Today, the northern tundra is mostly used for deer farming as opposed to forage cultivation, he said. However, animal breeding has been virtually absent in the north over the past half century, the scientist stressed.  

 

“There could have been as many strains of deer as cows and horses, but there are only a few of them now,” Golubchikov said.

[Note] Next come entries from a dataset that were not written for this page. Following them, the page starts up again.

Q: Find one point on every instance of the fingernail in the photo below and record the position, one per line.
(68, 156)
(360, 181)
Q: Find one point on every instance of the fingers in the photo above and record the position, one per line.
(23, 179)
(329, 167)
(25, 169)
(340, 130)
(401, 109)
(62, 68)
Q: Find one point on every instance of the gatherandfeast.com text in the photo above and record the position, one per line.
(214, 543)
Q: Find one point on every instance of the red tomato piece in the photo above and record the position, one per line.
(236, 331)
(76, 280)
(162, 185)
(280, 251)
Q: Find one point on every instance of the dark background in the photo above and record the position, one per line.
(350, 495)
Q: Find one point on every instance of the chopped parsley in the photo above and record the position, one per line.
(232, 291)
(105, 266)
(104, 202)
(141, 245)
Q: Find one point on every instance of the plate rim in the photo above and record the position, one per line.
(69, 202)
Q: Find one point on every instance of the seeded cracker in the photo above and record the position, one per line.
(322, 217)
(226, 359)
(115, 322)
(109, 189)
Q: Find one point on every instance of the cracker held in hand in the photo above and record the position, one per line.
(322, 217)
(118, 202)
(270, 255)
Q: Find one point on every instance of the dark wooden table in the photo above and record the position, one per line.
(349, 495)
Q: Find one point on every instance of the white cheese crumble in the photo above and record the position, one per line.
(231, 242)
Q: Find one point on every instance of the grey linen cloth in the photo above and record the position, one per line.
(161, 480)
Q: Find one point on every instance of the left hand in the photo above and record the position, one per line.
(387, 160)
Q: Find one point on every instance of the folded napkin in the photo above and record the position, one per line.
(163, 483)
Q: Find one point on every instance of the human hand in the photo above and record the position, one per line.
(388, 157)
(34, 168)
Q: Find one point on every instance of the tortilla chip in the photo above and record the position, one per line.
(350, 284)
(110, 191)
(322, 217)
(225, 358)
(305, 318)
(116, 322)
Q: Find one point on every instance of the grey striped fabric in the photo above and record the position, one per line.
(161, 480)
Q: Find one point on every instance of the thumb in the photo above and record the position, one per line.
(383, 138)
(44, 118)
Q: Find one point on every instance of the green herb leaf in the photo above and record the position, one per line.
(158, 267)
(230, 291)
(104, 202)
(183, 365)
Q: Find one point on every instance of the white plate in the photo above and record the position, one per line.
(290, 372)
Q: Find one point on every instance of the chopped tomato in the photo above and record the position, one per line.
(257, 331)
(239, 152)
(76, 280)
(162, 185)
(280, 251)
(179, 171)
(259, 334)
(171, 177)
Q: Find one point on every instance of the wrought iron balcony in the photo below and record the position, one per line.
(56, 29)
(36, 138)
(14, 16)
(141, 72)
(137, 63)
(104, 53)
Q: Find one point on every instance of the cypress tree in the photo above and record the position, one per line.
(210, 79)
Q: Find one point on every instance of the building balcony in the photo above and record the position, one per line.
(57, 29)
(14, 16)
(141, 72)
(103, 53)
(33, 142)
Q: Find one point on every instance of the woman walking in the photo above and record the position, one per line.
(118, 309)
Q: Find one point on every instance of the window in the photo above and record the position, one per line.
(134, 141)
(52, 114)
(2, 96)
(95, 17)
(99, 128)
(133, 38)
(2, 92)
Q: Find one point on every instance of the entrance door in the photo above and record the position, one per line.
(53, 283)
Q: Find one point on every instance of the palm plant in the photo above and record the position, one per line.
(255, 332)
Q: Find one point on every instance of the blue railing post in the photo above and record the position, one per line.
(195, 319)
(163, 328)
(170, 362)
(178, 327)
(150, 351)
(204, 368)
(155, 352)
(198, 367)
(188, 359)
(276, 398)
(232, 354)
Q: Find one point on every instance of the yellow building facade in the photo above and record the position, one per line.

The renowned Khargin strain, which mostly feeds on grass as opposed to lichen, has been bred in Chukotka, he added.


“There is also the massive and sturdy Karagas deer strain, which has hardly been studied and is nearly extinct,” Golubchikov said.  

 
Muskoxen and potatoes


“Scientists have successfully reproduced populations of northern ungulates. They have been working with musk-oxen populations on Wrangel Island and Taimyr Peninsula,” Golubchikov said.
The famous Kholmogorskaya cow strain has been bred in the north, and Yakutia is famous for its cold-resistant and low maintenance cow strain. However, due to a lack of breeding and genetic work, it is on the verge of extinction.   


“In Yakutia, they have also bred the hardy Verkhoyansk and Central Kalmyk horse strains, which look somewhat similar to the now extinct wild Chersky horse,” Golubchikov said.

 
He believes that the free pasturing of wild herds in open spaces in the north, which requires limited human resources, could turn the polar regions into major meat production centers.   


In addition to animal breeding, Golubchikov said cold-resistant potato varieties, among other widely used plants, can be cultivated in the northern regions.


“Let’s take potatoes, for example,” he said. “European breeding was based on two to three varieties borrowed from the Indians of Chiloe Island off the coast of southern Chile. Vavilov brought 18 new varieties of potatoes from the Andes, and they produced good tubers specifically in the Far North. The Akaule variety could withstand freezing temperatures of up to minus eight degrees.”


In the 1920s and 1930s, researchers demonstrated that highland plants adjust well to the conditions of the north. Furthermore, the higher the area where the plants are originally picked, the faster they will grow in the north.


“I would like to emphasize that between the 15th and 19th centuries, people in the Pechora region used locally produced bread and flax,” Golubchikov said. “They produced stable yields of rye even in the coldest years when ice in the Pechora River would not even melt, as happened in 1836. I believe that not only can we restore independent food production in the northern regions, but we can also make them reliable exporters of meat and diary products,” he said.